Вскоре стало понятно, что означает «на особом положении»: Ерошенко отвели отдельную комнату для занятий, специально пригласили преподавателя массажа, а курс японской литературы читал ему профессор, знавший русский язык. Было ясно и то, что таким исключительным вниманием он обязан авторитету профессора Накамура.

В программу обучения входили четыре предмета — психология, медицина, музыка, японский язык и литература.

В школе слепых Василий подружился с пареньком Тория Токудзиро. С его помощью организовал здесь кружок эсперанто — обучал слепых с голоса, пел песни, а Тория переводил их на родной язык.

В то время японские приверженцы эсперанто собирались в кафе «Мацусита», бывали здесь и иностранцы, в том числе и Ерошенко, постоянный участник застольного веселья, шуток и споров. Часто звучала здесь и его гитара — неизменная спутница скитаний.

Еще в Англии он начал приучать себя свободно ориенироваться на улице, совершая самостоятельные прогулки. Городской шум в Лондоне мешал ему определить ширину улицы, размер площади и т. п. И он стал бродить по ночам, тщательно изучая приметы города, его запахи. К той же «методе» он прибег и в Токио. В результате стал ходить по городу «по-зрячему», удивляя тем, как свободно ориентировался в шумном лабиринте токийских улиц. «Он шел, держа палку в правой руке навесу, — вспоминал очевидец его прогулок, — но не ударяя ею о землю. Когда слышал, что едет телега, позволял ей приблизиться и в самый последний момент уступал дорогу… совершенно точно, словно зрячий, сворачивал в переулок».

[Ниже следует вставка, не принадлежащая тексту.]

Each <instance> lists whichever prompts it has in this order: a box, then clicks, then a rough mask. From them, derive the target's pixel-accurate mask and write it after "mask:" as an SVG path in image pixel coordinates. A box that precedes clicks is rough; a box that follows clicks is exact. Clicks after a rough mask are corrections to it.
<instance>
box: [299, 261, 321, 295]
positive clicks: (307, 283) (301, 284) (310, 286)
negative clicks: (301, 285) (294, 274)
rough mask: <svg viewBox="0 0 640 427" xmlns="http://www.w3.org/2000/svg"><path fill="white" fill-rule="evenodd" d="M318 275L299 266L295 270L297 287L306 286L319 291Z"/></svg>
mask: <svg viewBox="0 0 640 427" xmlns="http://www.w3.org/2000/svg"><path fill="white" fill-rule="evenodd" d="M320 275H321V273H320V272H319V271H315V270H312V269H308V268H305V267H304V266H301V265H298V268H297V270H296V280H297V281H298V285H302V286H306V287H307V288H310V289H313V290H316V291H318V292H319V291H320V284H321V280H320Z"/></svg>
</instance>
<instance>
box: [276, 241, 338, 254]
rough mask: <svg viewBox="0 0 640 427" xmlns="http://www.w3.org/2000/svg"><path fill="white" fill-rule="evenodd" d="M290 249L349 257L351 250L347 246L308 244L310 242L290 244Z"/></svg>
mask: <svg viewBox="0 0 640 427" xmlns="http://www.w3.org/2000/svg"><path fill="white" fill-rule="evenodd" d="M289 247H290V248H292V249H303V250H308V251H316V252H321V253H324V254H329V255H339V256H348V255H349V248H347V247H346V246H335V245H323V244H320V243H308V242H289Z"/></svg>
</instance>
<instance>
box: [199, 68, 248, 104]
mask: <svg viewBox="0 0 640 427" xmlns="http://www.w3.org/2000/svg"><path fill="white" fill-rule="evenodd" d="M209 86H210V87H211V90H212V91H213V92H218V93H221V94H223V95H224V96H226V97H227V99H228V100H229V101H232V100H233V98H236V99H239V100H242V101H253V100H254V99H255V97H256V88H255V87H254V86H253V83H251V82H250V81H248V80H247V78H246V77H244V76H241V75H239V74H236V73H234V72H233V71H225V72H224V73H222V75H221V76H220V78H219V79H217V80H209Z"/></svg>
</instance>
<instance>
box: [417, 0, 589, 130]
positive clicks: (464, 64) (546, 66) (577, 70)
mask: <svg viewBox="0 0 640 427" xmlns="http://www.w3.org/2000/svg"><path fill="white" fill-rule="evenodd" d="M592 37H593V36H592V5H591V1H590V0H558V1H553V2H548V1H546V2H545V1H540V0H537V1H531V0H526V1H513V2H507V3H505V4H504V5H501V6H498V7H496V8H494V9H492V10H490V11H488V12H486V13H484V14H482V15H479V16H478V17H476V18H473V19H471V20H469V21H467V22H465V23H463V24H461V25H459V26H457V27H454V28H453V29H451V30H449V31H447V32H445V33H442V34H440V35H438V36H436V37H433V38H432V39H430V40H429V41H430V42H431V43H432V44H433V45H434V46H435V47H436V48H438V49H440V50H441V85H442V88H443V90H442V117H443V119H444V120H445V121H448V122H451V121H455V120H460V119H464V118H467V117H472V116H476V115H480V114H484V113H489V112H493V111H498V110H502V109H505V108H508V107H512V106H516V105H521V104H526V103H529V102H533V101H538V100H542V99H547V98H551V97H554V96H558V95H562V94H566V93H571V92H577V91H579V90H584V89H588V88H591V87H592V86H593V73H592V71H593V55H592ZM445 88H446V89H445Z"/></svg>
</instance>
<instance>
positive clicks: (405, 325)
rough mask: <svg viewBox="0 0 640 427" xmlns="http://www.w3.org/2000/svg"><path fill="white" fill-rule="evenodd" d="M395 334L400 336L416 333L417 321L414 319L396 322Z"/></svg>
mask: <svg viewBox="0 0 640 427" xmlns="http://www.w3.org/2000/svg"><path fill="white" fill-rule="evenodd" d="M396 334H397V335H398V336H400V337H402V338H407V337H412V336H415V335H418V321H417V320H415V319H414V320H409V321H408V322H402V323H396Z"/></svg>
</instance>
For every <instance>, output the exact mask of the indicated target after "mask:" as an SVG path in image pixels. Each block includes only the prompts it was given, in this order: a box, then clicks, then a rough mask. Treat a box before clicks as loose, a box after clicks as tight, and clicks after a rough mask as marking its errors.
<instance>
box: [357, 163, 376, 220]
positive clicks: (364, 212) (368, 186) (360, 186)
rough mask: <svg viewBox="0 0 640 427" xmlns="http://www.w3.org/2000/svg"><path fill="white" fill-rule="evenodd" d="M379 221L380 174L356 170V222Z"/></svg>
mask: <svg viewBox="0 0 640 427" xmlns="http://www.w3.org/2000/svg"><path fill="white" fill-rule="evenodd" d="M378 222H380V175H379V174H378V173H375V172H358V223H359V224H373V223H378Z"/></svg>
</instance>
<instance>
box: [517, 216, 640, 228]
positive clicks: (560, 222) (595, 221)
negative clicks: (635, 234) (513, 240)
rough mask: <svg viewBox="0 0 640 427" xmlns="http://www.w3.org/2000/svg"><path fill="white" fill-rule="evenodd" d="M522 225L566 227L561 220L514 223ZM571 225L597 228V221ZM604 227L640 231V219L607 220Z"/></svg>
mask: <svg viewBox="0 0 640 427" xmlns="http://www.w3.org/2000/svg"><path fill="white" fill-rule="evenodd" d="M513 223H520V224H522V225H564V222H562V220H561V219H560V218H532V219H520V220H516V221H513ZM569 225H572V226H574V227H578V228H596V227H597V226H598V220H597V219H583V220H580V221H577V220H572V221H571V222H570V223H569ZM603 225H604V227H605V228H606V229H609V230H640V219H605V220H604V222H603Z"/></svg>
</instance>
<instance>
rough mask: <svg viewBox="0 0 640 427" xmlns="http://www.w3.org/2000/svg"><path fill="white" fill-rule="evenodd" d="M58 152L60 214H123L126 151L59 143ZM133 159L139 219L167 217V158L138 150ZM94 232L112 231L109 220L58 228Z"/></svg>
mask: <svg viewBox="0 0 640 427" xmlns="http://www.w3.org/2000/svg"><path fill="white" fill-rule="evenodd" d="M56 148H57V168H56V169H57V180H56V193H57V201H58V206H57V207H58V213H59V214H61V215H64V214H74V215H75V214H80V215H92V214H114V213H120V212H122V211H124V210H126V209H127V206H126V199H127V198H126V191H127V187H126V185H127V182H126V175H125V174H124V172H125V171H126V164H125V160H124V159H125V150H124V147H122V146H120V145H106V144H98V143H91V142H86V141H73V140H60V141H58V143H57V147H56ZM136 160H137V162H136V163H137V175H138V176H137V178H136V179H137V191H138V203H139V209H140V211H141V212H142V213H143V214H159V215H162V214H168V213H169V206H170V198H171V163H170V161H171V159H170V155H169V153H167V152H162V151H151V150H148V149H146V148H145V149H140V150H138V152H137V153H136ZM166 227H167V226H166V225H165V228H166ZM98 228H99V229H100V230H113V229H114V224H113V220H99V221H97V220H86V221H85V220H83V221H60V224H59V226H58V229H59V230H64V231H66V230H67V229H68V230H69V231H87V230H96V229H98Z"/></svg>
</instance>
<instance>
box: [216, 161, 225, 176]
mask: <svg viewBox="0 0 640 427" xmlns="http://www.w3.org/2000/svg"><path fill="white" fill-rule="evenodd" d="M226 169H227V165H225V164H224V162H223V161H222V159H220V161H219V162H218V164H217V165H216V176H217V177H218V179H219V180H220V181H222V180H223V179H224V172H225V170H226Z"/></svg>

В Японии Ерошенко стремился расширить круг своих знакомых. Общение с учениками школы его не удовлетворяло, он был на голову выше уже тогда по своим знаниям, а главное, превосходил их по стремлениям.

И тут ему, можно сказать, повезло. Он познакомился с Акита Удзяку, тогда уже известным литератором, автором пьесы «Лес и жертва» — о несправедливом суде над японскими социалистами и казни их лидера, выдающегося революционера Катоку Сюсуй. С этого момента жизнь Василия Ерошенко обрела новый смысл. Японский друг ввел его в общество своих единомышленников, которые к тому же интересовались русским языком и литературой. Кружок энтузиастов собирался в лавке «Накамурая» в районе Синдзюку и пышно именовался «Общество красношапочников» — все его члены носили красные фески. В этом своего рода дискуссионном литературном клубе спорили о политике, об искусстве, о жизни. Душой общества была хозяйка кафе и лавки журналистка Сома Кокко. Для Ерошенко она стала как бы второй матерью, он поселился у нее в доме, обучал ее, как, впрочем и других членов кружка, русскому языку и остался ей благодарен на всю жизнь за заботу и доброту.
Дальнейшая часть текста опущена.